Common Metric Misreads¶

Specific cases where Azure platform metrics are misinterpreted, leading to incorrect conclusions or misdirected troubleshooting.

1. Plan-level vs. instance-level metrics¶

Metric: App Service plan CPU or memory percentage.

Common misread: "The plan is at 85% CPU, so all apps are under pressure."

Correct interpretation: Plan-level metrics are aggregated across all instances. A single hot instance at 100% CPU and three idle instances at 0% will show 25% at the plan level — hiding the problem. Conversely, plan-level 85% may mean all instances are evenly loaded at 85%, or one instance is saturated while others are moderate.

Action: Always check per-instance metrics. In Azure Monitor, filter by instance name to see the distribution.

2. Average vs. percentile response time¶

Metric: Average response time in Application Insights or Azure Monitor.

Common misread: "Average response time is 200ms, so performance is fine."

Correct interpretation: Average hides tail latency. If 99% of requests complete in 50ms but 1% take 15 seconds, the average may look acceptable while 1% of users experience severe degradation. At scale, 1% can mean thousands of affected requests per hour.

Action: Always check p95 and p99 latency. Use Application Insights percentile queries or KQL percentile() functions.

3. CPU percentage on multi-core instances¶

Metric: CPU percentage on an instance with multiple cores.

Common misread: "CPU is at 50%, so there's plenty of headroom."

Correct interpretation: On a 2-core instance, 50% CPU can mean one core is fully saturated while the other is idle. If the application is single-threaded (common in Node.js, Python without multiprocessing), the saturated core is the bottleneck.
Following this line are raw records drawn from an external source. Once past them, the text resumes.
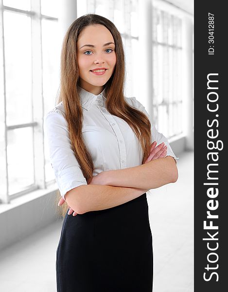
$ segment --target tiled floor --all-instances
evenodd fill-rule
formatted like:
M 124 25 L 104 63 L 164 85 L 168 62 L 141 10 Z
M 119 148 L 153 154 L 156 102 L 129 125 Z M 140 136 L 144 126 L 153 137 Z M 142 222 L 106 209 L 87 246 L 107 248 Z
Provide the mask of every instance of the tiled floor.
M 179 157 L 177 182 L 147 196 L 153 292 L 193 291 L 193 155 Z M 0 253 L 1 292 L 56 291 L 55 253 L 61 226 L 57 222 Z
The aggregate metric hides core-level saturation.

Action: Check per-core utilization if available (procfs /proc/stat). For single-threaded runtimes, treat 100% / core_count as the practical maximum.
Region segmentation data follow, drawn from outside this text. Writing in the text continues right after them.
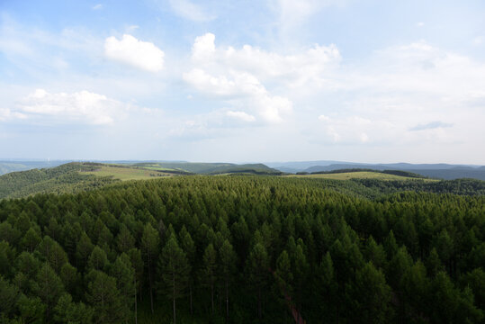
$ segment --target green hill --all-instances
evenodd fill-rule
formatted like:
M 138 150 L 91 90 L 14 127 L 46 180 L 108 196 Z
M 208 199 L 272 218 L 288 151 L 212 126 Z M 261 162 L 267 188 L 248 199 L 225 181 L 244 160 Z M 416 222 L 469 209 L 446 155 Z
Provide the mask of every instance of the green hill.
M 220 175 L 226 173 L 250 173 L 255 175 L 281 175 L 282 172 L 264 164 L 193 163 L 193 162 L 148 162 L 135 163 L 133 166 L 165 170 L 185 171 L 200 175 Z
M 73 162 L 51 168 L 12 172 L 0 176 L 0 199 L 38 193 L 74 193 L 114 181 L 112 177 L 82 173 L 94 169 L 95 166 Z

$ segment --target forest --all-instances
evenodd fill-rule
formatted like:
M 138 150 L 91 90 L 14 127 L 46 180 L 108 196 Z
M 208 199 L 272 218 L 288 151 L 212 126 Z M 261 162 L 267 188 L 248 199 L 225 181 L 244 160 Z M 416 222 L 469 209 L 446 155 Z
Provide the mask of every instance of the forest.
M 483 182 L 443 183 L 190 176 L 0 200 L 0 323 L 482 323 Z

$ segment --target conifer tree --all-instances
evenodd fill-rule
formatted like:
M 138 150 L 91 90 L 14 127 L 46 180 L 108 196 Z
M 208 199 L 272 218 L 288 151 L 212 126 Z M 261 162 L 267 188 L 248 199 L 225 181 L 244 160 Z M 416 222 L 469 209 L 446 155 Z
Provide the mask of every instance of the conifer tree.
M 155 260 L 158 251 L 158 246 L 160 244 L 160 237 L 157 230 L 148 222 L 143 229 L 143 235 L 141 237 L 142 254 L 145 258 L 147 266 L 147 271 L 148 273 L 148 284 L 150 292 L 150 307 L 151 313 L 153 314 L 153 271 L 155 266 Z
M 229 284 L 232 280 L 233 274 L 236 270 L 237 256 L 232 248 L 232 245 L 228 239 L 224 241 L 222 247 L 219 250 L 219 256 L 220 258 L 220 278 L 224 284 L 224 291 L 226 295 L 226 321 L 229 321 Z
M 206 287 L 211 290 L 211 304 L 214 313 L 214 284 L 217 280 L 217 252 L 212 243 L 209 244 L 203 252 L 201 279 Z
M 176 300 L 184 295 L 188 285 L 190 265 L 185 253 L 178 246 L 175 234 L 165 245 L 158 260 L 162 292 L 172 300 L 174 324 L 176 323 Z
4. Request count including platform probes¶

Metric: Total request count in App Service or Container Apps metrics.

Common misread: "We're getting 10,000 requests/minute" (used to size infrastructure or calculate per-request cost).

Correct interpretation: The request count may include health check probes, platform keep-alive pings, and ARR affinity checks. These are not customer-initiated requests. On a plan with frequent health probes, platform traffic can be a significant fraction of total request count.

Action: Filter by URL path or user agent to exclude health probe requests. Check if health check frequency multiplied by instance count accounts for the unexpected volume.

5. Memory "available" vs. "committed"¶

Metric: Memory available or memory percentage on App Service.

Common misread: "Only 200MB available out of 1.75GB — we're almost out of memory."

Correct interpretation: "Available" memory in Linux includes memory used for buffer and page cache, which the kernel can reclaim under pressure. Low "available" memory does not necessarily mean the application is under memory pressure. Committed memory (RSS) is a better indicator of actual application memory consumption.

Action: Check MemAvailable, Buffers, Cached, and application RSS via procfs. Compare with cgroup memory usage (memory.usage_in_bytes minus total_inactive_file in cgroup v1).

6. Time granularity masking spikes¶

Metric: Any metric viewed at 5-minute or 1-hour aggregation.

Common misread: "CPU never exceeded 60% during the incident window."

Correct interpretation: A 10-second CPU spike to 100% that causes request timeouts will be averaged down to a much lower value at 5-minute granularity. The spike is real and caused user impact, but it is invisible at coarse time resolution.

Action: Use the finest available granularity (1-minute in Azure Monitor, or sub-minute via custom metrics / procfs polling). For incident investigation, collect high-resolution data during reproduction.

7. Flat memory percentage interpreted as stable risk¶

Metric: App Service MemoryPercentage stays near a flat plateau (for example, ~85%).

Common misread: "Memory stopped rising, so pressure is not worsening."

Correct interpretation: The memory-pressure experiment observed plateau behavior while reclaim/swap pressure increased and startup reliability degraded. Flat plan memory can coexist with worsening risk.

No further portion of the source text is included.